# LightGBM - Benchmark individuel
LightGBM est un algorithme de gradient boosting basé sur des arbres de décision, optimisé pour être très rapide, très efficace et performant sur les données tabulaires.


LightGBM (Light Gradient Boosting Machine) est un algorithme de gradient boosting développé par Microsoft, conçu pour entraîner des modèles d’arbres de décision de manière très rapide, efficace en mémoire et performante sur les grands jeux de données.  
Il utilise une croissance des arbres leaf‑wise (optimisation feuille par feuille) et un apprentissage basé sur des histogrammes, ce qui réduit fortement le coût de calcul tout en améliorant la précision.

LightGBM gère nativement les variables catégorielles, supporte le parallélisme, et offre d’excellentes performances sur les problèmes tabulaires complexes comme Home Credit.

## import

In [1]:
import os
import sys
from pathlib import Path

# --- Paths ---
CWD = Path.cwd()
PROJECT_ROOT = CWD.parent.parent
DB_PATH = (PROJECT_ROOT / "mlflow.db").resolve()
ARTIFACT_ROOT = (PROJECT_ROOT / "artifacts").resolve()
ARTIFACT_ROOT.mkdir(parents=True, exist_ok=True)


os.environ["MLFLOW_TRACKING_URI"] = f"sqlite:///{DB_PATH.as_posix()}"
os.environ["MLFLOW_ARTIFACT_URI"] = ARTIFACT_ROOT.as_uri()

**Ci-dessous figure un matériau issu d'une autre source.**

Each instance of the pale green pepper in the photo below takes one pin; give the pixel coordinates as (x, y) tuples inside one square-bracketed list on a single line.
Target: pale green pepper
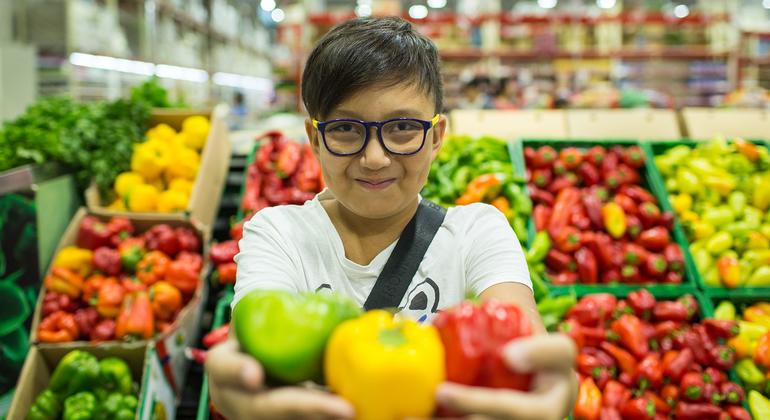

sys.path.append(str(PROJECT_ROOT))

import mlflow  # only now


mlflow.set_tracking_uri(os.environ["MLFLOW_TRACKING_URI"])

print("CWD =", CWD)
print("Tracking URI =", mlflow.get_tracking_uri())
print("Artifacts root (env) =", os.environ["MLFLOW_ARTIFACT_URI"])
#home_credit_reduction_perimetre


CWD = c:\Users\yoann\Documents\open classrooms\projet 8\livrables\pret a dépenser\notebooks\02_benchmark
Tracking URI = sqlite:///C:/Users/yoann/Documents/open classrooms/projet 8/livrables/pret a dépenser/mlflow.db
Artifacts root (env) = file:///C:/Users/yoann/Documents/open%20classrooms/projet%208/livrables/pret%20a%20d%C3%A9penser/artifacts


In [2]:
import pandas as pd
from lightgbm import LGBMClassifier

from src.modeling.train import train_with_cv
from src.modeling.prepare_for_model import prepare_application_for_model
from src.tracking import mlflow_tracking

EXPERIMENT_NAME = "home_credit_benchmarking"
exp_id = mlflow_tracking.get_or_create_experiment(EXPERIMENT_NAME, ARTIFACT_ROOT)
mlflow.set_experiment(EXPERIMENT_NAME)

<Experiment: artifact_location='file:///C:/Users/yoann/Documents/open%20classrooms/projet%208/livrables/pret%20a%20d%C3%A9penser/artifacts', creation_time=1771138249350, experiment_id='1', last_update_time=1771138249350, lifecycle_stage='active', name='home_credit_benchmarking', tags={}>

In [3]:
exp_id = mlflow_tracking.get_or_create_experiment(EXPERIMENT_NAME, ARTIFACT_ROOT)

In [4]:


mlflow.set_experiment(EXPERIMENT_NAME)

print("Tracking URI          =", mlflow.get_tracking_uri())
print("DB_PATH               =", DB_PATH)
print("ARTIFACT_ROOT         =", ARTIFACT_ROOT)
print("Experiment name       =", EXPERIMENT_NAME)
print("Experiment id         =", exp_id)
print("Experiment artifacts  =", mlflow.get_experiment(exp_id).artifact_location)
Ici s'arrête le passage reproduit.